We are about to have 100 host computers interconnected with each other for our Internet access and yet we only have bandwidth of 400 Kbps. We also have a 56 Kbps modem. Here's what I would like:

  1. What does 400 Kbps bandwidth mean in connection with our LAN?
  2. Is 400 Kbps enough to supply the 100 hosts computers for better surfing?
  3. If not, would you care to furnish me a better suggestion/recommendation or information related to our Internet access in terms of its speed?
  4. If that 400 Kbps refers to the speed of our server, what will happen to our Internet access if 50 hosts computers are on line simultaneously?

I'm looking forward for your generous and precise answers with respect to this matter.
These are important questions with answers that are all qualified by "your mileage may vary." And they probably will vary quite a lot. So it is hard to meet your request for "precise" answers.

For a start, review a couple of answers to some previous questions:
https://searchnetworking.techtarget.com/answer/Calculating-bandwidth
https://searchnetworking.techtarget.com/answer/What-is-the-bandwidth-occupied-by-Telnet-or-a-browser
Then consider your own network and how it will likely be used, by whom, and when. Then try to apply the answers there to your own context.

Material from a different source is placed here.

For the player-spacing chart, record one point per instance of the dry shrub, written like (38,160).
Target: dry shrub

Now you might be saying, "Stop being ambiguous and tell me what I get!" I'll make a few predictions but they won't necessarily be your experience. The net effect of this configuration will likely be that, at peak usage periods, a typical user will see

  • slow-to-very-slow response times
  • irregular loss (<1%) and large delay variations (100-500 ms)
  • effective transfer rates of 5-10 Kbps from the Internet
  • Web page loads that take 30-60 seconds

    At other times when there are no other users competing for the link, the performance will be dramatically better. A user might see:

  • quick response times
  • no loss, no significant jitter
  • effective transfer rates of around 250-300 Kbps
  • Web pages load in a few seconds

    I hope this is precise enough for you and the answer "it depends" makes some sort of sense for your network.